Iranian President Hassan Rouhani on Friday warned against a “scorched earth” policy in Idlib province, as he hosted three-way talks with Russia and Turkey to shape the future of Syria’s last major rebel bastion.
Rouhani was speaking as he met with Russian leader Vladimir Putin and Turkish President Recep Tayyip Erdogan for highly-anticipated talks in Tehran.
The Turkish leader also urged the Syrian regime and its allies to avoid a bloodbath, but Putin insisted Damascus as “the legitimate Syrian government has a right and must eventually take under control all its national territory”.
The three countries are guarantors of the Astana process, a track of talks on Syria’s civil war launched after Russia’s game-changing 2015 military intervention that has eclipsed Western-backed Geneva negotiations led by the United Nations.
“Fighting terrorism in Idlib is an unavoidable part of the mission of restoring peace and stability to Syria,” Rouhani told the summit in Tehran.
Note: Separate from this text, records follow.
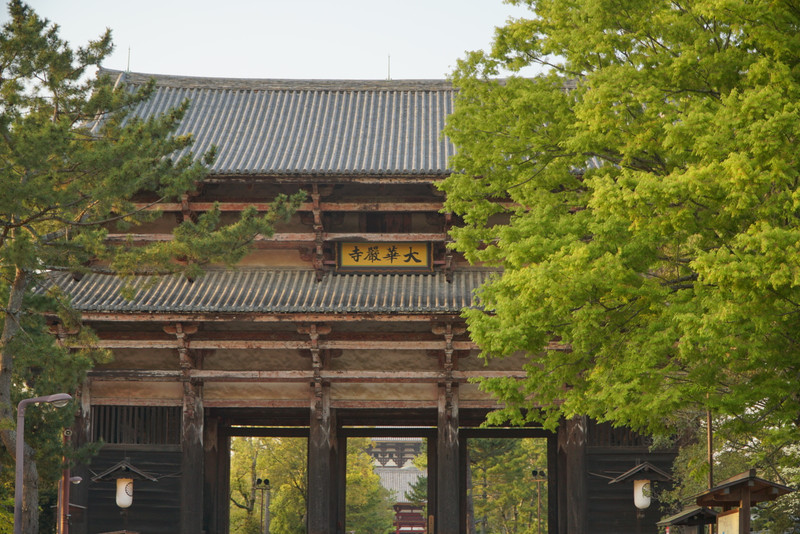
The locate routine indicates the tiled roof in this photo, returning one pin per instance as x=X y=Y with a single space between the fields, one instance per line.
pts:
x=309 y=127
x=398 y=480
x=277 y=291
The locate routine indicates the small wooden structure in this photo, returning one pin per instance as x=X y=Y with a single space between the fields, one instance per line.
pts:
x=736 y=496
x=346 y=322
x=691 y=520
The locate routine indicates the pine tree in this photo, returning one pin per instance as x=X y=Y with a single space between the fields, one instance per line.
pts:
x=71 y=160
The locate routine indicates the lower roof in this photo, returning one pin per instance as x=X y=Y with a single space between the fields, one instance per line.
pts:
x=277 y=291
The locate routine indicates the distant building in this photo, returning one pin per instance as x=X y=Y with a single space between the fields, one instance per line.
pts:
x=348 y=319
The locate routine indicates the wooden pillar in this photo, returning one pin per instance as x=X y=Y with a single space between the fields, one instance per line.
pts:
x=322 y=471
x=82 y=434
x=448 y=469
x=192 y=459
x=216 y=486
x=572 y=441
x=744 y=509
x=552 y=484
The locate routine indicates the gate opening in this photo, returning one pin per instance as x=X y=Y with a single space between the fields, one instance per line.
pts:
x=506 y=484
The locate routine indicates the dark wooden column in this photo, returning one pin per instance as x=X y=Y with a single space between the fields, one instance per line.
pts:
x=192 y=421
x=192 y=459
x=448 y=468
x=216 y=485
x=552 y=484
x=82 y=434
x=323 y=454
x=321 y=469
x=572 y=436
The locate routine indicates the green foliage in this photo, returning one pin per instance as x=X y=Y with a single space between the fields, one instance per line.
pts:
x=369 y=505
x=502 y=492
x=283 y=462
x=72 y=159
x=641 y=197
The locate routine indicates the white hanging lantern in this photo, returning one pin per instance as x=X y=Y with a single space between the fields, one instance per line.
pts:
x=124 y=492
x=641 y=494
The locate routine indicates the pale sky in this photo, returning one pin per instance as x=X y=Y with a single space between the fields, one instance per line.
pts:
x=307 y=39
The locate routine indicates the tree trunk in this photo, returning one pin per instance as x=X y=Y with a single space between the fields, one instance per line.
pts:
x=30 y=495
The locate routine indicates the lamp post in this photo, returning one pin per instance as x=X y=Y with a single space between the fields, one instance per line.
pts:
x=58 y=400
x=539 y=477
x=262 y=485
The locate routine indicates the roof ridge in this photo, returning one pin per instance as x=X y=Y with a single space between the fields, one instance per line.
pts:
x=268 y=84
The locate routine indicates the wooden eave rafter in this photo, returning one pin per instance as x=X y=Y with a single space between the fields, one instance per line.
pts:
x=306 y=179
x=279 y=240
x=295 y=376
x=280 y=344
x=95 y=317
x=306 y=206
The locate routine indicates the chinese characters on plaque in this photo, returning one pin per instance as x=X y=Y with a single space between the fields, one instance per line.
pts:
x=384 y=256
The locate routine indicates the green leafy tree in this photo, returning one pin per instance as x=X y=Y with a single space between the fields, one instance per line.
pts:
x=369 y=505
x=640 y=195
x=501 y=493
x=283 y=461
x=72 y=157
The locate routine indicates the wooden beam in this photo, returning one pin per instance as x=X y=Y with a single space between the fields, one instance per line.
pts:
x=294 y=376
x=293 y=238
x=263 y=317
x=306 y=206
x=266 y=344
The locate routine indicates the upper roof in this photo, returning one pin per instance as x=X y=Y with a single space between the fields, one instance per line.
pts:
x=309 y=127
x=251 y=290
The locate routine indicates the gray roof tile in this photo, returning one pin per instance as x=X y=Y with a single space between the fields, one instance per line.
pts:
x=310 y=127
x=277 y=291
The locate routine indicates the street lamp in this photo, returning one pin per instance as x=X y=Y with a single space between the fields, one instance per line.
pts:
x=59 y=400
x=539 y=477
x=262 y=485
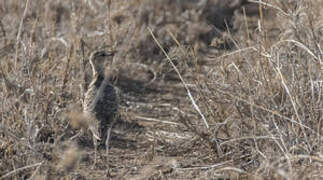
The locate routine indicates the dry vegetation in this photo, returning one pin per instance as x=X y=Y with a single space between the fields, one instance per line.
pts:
x=256 y=78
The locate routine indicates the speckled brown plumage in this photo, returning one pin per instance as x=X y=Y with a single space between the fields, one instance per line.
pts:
x=101 y=99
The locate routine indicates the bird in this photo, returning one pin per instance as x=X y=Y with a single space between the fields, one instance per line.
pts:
x=101 y=100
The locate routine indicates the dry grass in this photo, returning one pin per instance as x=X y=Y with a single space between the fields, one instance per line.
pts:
x=240 y=98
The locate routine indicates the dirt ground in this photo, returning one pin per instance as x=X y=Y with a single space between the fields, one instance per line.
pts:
x=209 y=89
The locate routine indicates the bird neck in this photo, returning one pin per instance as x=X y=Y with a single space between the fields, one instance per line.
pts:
x=99 y=78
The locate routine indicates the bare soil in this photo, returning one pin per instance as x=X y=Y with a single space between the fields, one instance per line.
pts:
x=209 y=89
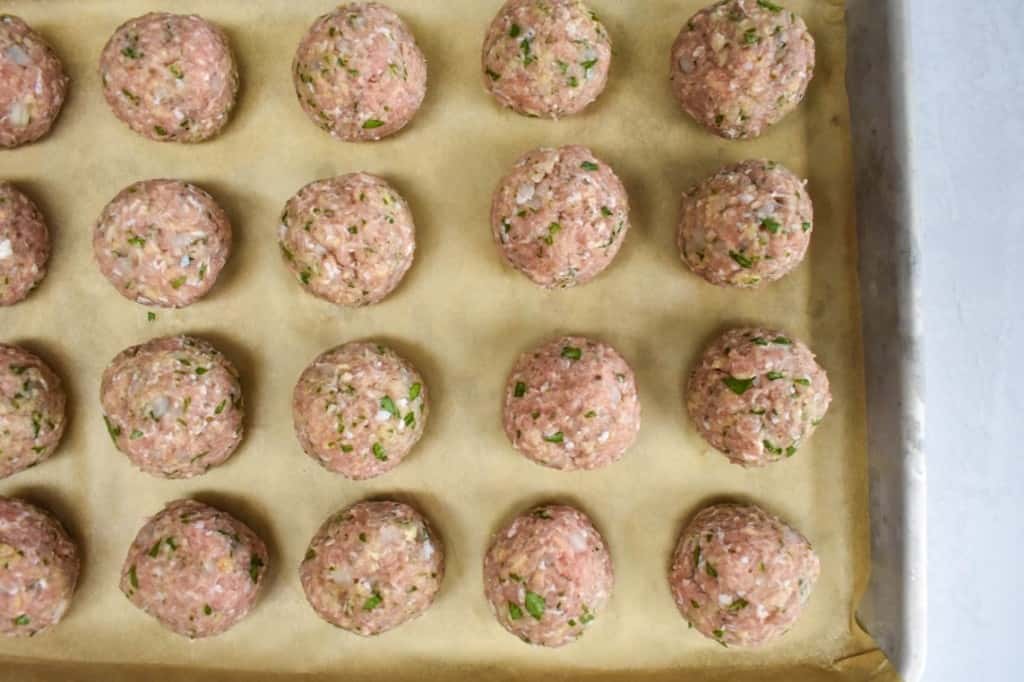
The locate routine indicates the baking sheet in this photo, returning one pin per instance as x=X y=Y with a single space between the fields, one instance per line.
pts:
x=462 y=316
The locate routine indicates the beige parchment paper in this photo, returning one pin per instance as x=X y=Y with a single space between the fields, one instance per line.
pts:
x=463 y=316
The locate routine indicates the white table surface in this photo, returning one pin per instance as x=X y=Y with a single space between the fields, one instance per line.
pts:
x=967 y=116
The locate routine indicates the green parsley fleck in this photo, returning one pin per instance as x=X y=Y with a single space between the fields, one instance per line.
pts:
x=373 y=601
x=740 y=259
x=387 y=405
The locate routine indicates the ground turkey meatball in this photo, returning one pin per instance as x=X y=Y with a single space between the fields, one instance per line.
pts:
x=358 y=410
x=170 y=77
x=740 y=576
x=373 y=566
x=738 y=67
x=25 y=245
x=162 y=243
x=745 y=225
x=548 y=576
x=32 y=410
x=560 y=216
x=195 y=568
x=349 y=240
x=33 y=84
x=757 y=395
x=173 y=406
x=571 y=403
x=38 y=569
x=358 y=73
x=546 y=57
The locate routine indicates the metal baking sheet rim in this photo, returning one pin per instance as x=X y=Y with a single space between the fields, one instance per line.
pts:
x=894 y=608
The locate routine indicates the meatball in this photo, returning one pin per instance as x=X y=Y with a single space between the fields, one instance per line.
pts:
x=757 y=395
x=548 y=574
x=32 y=410
x=173 y=406
x=745 y=225
x=195 y=568
x=358 y=73
x=740 y=576
x=358 y=410
x=373 y=566
x=546 y=57
x=170 y=77
x=560 y=216
x=349 y=240
x=33 y=84
x=25 y=245
x=738 y=67
x=571 y=403
x=39 y=566
x=162 y=243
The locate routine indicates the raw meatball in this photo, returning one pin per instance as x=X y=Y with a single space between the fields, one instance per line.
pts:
x=173 y=406
x=738 y=67
x=571 y=403
x=33 y=84
x=373 y=566
x=358 y=73
x=358 y=410
x=170 y=77
x=349 y=240
x=32 y=410
x=740 y=576
x=25 y=245
x=162 y=243
x=548 y=576
x=560 y=216
x=745 y=225
x=546 y=57
x=195 y=568
x=38 y=569
x=757 y=395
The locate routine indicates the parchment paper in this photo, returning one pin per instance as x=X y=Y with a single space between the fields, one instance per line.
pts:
x=463 y=316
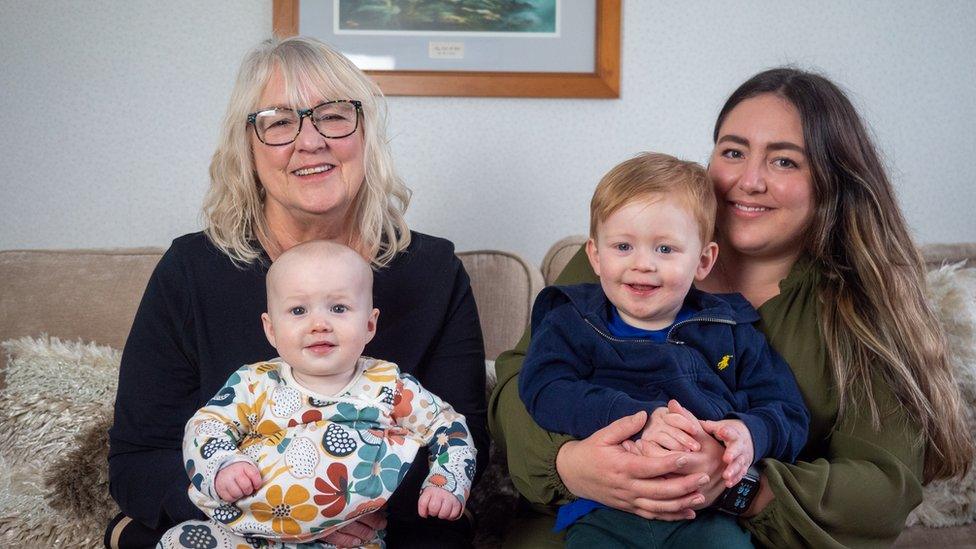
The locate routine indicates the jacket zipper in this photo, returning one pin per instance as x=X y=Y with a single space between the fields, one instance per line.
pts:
x=668 y=338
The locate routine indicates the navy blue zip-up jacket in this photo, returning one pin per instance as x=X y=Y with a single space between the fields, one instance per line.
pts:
x=577 y=378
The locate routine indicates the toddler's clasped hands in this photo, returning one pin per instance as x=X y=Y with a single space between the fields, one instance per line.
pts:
x=669 y=430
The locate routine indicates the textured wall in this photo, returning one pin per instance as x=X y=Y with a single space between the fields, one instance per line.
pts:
x=111 y=112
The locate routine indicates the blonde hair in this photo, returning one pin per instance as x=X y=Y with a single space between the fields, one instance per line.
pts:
x=322 y=251
x=233 y=209
x=649 y=174
x=874 y=315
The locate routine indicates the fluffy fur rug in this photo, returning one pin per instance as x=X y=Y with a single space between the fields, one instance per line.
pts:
x=952 y=292
x=54 y=412
x=57 y=406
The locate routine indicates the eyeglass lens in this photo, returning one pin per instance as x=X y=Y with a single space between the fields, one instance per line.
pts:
x=281 y=126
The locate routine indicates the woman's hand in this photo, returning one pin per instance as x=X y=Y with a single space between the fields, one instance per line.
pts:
x=665 y=487
x=359 y=532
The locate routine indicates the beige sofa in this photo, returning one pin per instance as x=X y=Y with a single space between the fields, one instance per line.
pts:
x=92 y=295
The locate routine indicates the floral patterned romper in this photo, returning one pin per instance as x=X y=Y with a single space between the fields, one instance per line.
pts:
x=324 y=460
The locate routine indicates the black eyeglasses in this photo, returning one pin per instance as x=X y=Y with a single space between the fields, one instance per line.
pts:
x=332 y=119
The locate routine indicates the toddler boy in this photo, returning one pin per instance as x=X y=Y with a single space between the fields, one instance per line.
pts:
x=645 y=336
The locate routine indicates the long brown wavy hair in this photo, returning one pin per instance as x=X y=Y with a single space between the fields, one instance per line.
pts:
x=875 y=319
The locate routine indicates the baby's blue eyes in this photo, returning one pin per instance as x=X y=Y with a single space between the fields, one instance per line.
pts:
x=301 y=310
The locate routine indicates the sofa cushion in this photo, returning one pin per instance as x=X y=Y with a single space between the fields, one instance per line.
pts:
x=90 y=295
x=504 y=287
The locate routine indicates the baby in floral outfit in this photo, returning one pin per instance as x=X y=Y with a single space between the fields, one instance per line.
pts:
x=290 y=450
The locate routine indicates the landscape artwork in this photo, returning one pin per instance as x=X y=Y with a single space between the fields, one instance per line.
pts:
x=447 y=16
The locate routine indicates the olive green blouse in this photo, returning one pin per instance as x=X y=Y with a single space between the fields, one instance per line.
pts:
x=852 y=485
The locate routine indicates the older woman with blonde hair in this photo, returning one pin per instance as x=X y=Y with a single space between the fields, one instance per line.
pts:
x=302 y=155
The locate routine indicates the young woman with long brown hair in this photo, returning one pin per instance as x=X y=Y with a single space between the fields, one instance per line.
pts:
x=811 y=234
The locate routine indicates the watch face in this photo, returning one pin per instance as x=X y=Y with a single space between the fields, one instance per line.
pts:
x=736 y=500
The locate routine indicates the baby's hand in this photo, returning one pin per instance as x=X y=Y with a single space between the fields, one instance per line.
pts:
x=669 y=431
x=237 y=480
x=437 y=502
x=738 y=454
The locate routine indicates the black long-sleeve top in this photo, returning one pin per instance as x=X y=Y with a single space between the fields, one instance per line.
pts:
x=200 y=319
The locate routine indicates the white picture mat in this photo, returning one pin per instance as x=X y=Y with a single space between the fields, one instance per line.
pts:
x=571 y=51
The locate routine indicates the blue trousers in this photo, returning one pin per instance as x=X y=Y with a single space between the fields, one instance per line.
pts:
x=613 y=528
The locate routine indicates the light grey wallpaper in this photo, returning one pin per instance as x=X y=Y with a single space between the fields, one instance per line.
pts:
x=110 y=113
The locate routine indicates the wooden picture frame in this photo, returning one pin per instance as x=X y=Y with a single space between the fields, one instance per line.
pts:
x=603 y=82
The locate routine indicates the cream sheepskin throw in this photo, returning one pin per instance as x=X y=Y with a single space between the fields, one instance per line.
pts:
x=55 y=393
x=57 y=406
x=952 y=293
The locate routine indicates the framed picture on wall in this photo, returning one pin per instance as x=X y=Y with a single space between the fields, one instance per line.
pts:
x=487 y=48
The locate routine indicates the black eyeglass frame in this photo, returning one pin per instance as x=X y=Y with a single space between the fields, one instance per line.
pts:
x=302 y=113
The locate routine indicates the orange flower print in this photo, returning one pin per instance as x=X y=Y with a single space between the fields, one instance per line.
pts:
x=284 y=512
x=247 y=415
x=381 y=372
x=367 y=507
x=334 y=493
x=401 y=402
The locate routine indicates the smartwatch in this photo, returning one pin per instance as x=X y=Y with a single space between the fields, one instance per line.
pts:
x=737 y=499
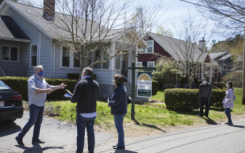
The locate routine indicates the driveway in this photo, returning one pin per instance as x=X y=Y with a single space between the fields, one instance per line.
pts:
x=59 y=137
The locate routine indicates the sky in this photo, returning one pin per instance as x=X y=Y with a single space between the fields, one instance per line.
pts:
x=172 y=14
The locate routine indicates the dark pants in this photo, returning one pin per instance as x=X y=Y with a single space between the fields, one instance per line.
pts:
x=81 y=124
x=204 y=101
x=118 y=119
x=36 y=118
x=228 y=114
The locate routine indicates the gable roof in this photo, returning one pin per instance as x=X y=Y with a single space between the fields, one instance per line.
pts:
x=50 y=28
x=217 y=55
x=11 y=31
x=175 y=47
x=225 y=57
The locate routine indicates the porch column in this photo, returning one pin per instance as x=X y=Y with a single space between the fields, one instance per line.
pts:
x=202 y=70
x=112 y=61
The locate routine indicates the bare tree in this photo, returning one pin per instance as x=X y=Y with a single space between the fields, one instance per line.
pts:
x=88 y=27
x=193 y=59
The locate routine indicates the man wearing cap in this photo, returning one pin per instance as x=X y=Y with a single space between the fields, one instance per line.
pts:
x=38 y=89
x=205 y=93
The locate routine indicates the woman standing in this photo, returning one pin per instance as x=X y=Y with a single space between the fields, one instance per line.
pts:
x=228 y=101
x=118 y=104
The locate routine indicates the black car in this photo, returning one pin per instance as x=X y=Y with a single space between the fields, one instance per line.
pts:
x=10 y=103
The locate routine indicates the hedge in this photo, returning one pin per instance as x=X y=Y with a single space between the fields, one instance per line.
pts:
x=154 y=87
x=20 y=85
x=76 y=76
x=188 y=99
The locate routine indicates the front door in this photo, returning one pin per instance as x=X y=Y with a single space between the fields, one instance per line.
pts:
x=124 y=69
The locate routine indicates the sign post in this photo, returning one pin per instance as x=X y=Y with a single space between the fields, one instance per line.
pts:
x=133 y=68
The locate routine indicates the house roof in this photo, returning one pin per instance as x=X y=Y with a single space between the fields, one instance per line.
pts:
x=175 y=48
x=225 y=57
x=57 y=29
x=239 y=59
x=217 y=55
x=11 y=31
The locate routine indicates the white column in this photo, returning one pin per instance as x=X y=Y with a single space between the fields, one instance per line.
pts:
x=202 y=70
x=112 y=61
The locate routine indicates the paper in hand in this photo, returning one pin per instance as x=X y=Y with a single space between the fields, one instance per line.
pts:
x=69 y=92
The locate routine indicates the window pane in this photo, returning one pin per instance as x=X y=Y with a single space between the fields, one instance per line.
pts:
x=150 y=49
x=66 y=61
x=34 y=60
x=5 y=53
x=117 y=62
x=150 y=43
x=106 y=65
x=14 y=54
x=76 y=62
x=34 y=55
x=97 y=57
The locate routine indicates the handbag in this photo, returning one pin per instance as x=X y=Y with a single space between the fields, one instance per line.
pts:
x=129 y=99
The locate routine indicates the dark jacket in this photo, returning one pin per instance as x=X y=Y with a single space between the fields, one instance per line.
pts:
x=118 y=101
x=85 y=94
x=205 y=91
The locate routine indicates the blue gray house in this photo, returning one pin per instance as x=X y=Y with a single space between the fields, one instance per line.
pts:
x=28 y=39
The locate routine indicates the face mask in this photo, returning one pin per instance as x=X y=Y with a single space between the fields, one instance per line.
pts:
x=40 y=73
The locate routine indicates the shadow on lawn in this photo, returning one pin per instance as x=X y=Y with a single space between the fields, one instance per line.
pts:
x=148 y=125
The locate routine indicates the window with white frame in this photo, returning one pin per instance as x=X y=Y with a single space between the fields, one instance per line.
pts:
x=34 y=55
x=10 y=53
x=151 y=46
x=139 y=64
x=65 y=57
x=76 y=62
x=150 y=64
x=99 y=55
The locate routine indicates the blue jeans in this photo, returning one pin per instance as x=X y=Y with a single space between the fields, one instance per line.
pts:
x=228 y=114
x=81 y=124
x=36 y=118
x=204 y=101
x=119 y=126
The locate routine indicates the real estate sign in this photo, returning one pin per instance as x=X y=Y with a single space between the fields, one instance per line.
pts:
x=144 y=84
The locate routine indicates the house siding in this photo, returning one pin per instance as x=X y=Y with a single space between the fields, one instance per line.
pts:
x=36 y=37
x=153 y=57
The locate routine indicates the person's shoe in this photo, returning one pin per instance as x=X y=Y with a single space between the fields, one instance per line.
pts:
x=19 y=141
x=119 y=147
x=38 y=141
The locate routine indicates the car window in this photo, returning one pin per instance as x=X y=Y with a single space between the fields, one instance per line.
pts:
x=3 y=86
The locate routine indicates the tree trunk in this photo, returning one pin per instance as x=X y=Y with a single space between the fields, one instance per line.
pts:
x=243 y=77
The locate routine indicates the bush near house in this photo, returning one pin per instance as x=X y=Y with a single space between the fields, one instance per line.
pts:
x=20 y=84
x=75 y=76
x=154 y=87
x=188 y=99
x=220 y=85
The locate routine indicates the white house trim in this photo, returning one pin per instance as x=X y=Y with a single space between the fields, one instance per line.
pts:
x=10 y=53
x=28 y=19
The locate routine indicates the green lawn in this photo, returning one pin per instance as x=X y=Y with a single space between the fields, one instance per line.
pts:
x=146 y=115
x=158 y=97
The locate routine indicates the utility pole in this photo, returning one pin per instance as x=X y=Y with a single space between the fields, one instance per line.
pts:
x=243 y=77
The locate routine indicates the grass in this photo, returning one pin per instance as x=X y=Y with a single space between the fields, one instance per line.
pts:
x=159 y=97
x=146 y=116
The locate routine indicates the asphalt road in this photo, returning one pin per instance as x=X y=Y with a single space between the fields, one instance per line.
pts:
x=61 y=137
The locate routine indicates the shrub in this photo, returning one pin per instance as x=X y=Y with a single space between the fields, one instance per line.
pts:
x=220 y=85
x=75 y=76
x=154 y=87
x=188 y=99
x=19 y=84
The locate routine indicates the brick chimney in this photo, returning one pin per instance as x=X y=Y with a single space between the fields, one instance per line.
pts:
x=49 y=10
x=202 y=44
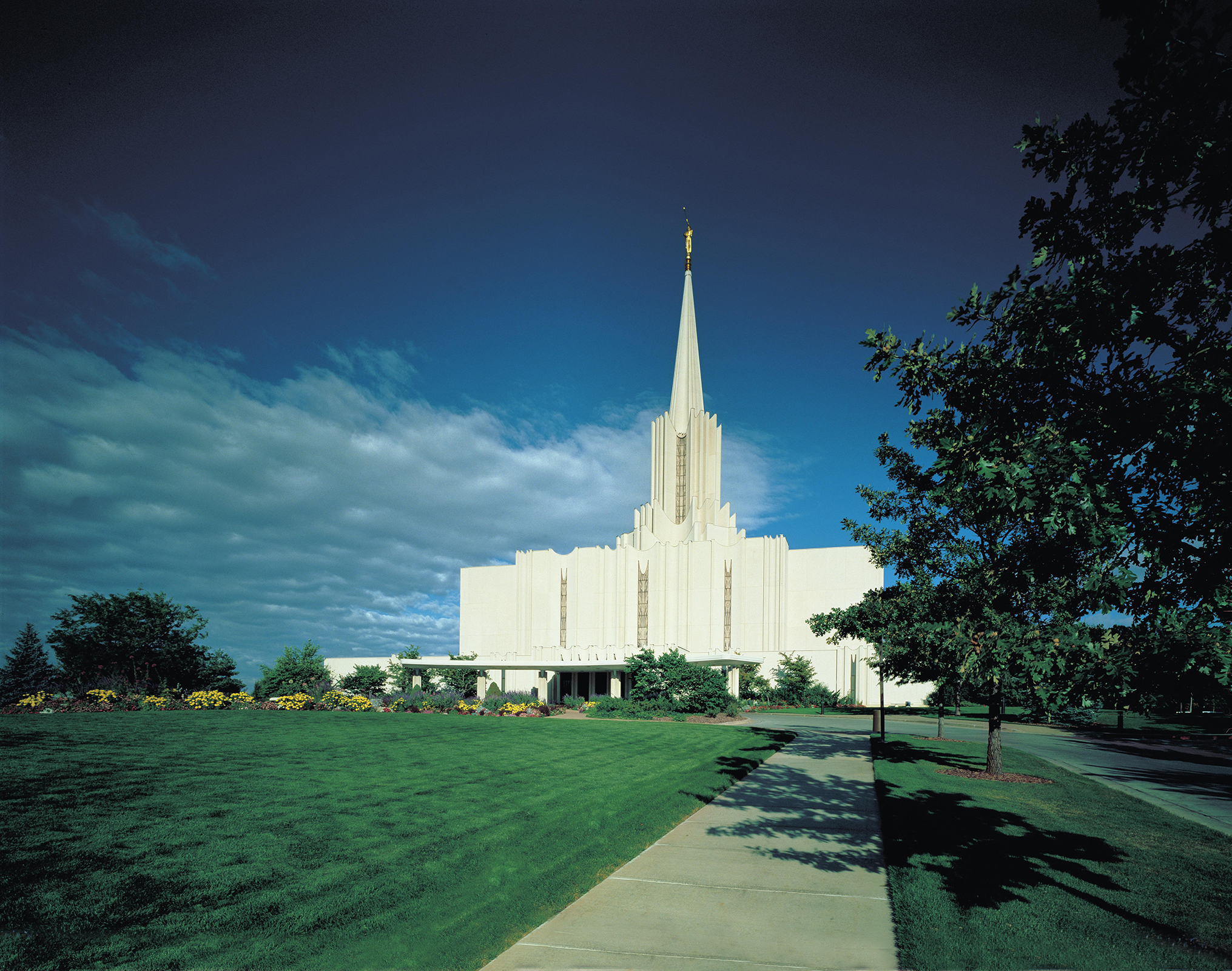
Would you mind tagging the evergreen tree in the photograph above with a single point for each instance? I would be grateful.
(220, 673)
(135, 636)
(26, 669)
(369, 679)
“But this battle must not cause civilians to suffer or lead to a scorched earth policy,” he added, amid UN warnings of a humanitarian disaster if an offensive goes ahead.
Iranian and Russian support for Syrian President Bashar al-Assad has shored up the Damascus regime, allowing it to regain the upper hand in the seven-year civil war which has claimed some 350,000 lives since 2011.
Seized from government forces in 2015, Idlib and adjacent areas form the final major chunk of Syrian territory still under opposition control. It is home to some three million people — around half of them displaced from other parts of the country, according to the United Nations.
On Friday morning, Russian air raids pounded rebel positions in the southwest of Idlib, the Syrian Observatory for Human Rights said.
Among them were positions of the jihadist Hayat Tahrir al-Sham (HTS) alliance, as well as of the hardline Ahrar al-Sham group, the Britain-based monitor said.
Hundreds of civilians have already begun to flee Idlib ahead of what could be the last — and bloodiest — major battle of the devastating conflict.
Turkey, which has long backed Syrian rebels, fears the assault could prompt a flood of desperate Syrians towards its territory.
“We never want Idlib to turn into a bloodbath,” Erdogan told his Iranian and Russian counterparts on Friday.
“Any attack launched or to be launched on Idlib will result in a disaster, massacre and a very big humanitarian tragedy,” he said, calling for a ceasefire in the province.
“If we can ensure a ceasefire here, this will be one of the most important steps of the summit,” Erdogan said.
“Idlib is of vital importance not only for Syria’s future but also for our national security, as well as peace and stability in the region.”
But regime backers Russia and Iran have sworn to wipe out “terrorists” and Assad has declared his determination to retake control of the entire country.
Eight leading aid agencies warned Friday that “once again, it will be the most vulnerable who will pay the heaviest price”. They appealed to world leaders to “urgently work together to avoid this horrific scenario”.
The Tehran talks could determine the scale and the timeline of the Idlib offensive, which the UN has warned may displace some 800,000 people.
Later Friday, the UN Security Council was also due to meet, at Washington’s request, to discuss Idlib.
Russia wants Turkey, which borders the province, to use its influence to rein in the dominant group HTS, led by the former Al-Qaeda branch in Syria, as well as rival rebels.
Turkey has limited sway over the jihadists who control an estimated 60 percent of the province, but it backs other rebel groups and has 12 military “observation points” across the area.
Idlib’s population has swelled as the regime chalked up a series of victories across the country, reaching evacuation deals that saw tens of thousands of people bussed there.
‘Liquidation of terrorists’
Russia has said the Syrian army is preparing to solve the problem of “terrorism” in the rebel stronghold.
“A total and definitive liquidation of the terrorists across all of Syria’s territory is necessary,” said Russian foreign ministry spokeswoman Maria Zakharova.
She stressed however that Moscow “is doing everything in its power to ensure that human losses and harm to Idlib’s civilian population is limited as much as possible”.
Al-Watan, a Syrian newspaper close to the government, reported Monday the military operation could “immediately follow the summit”.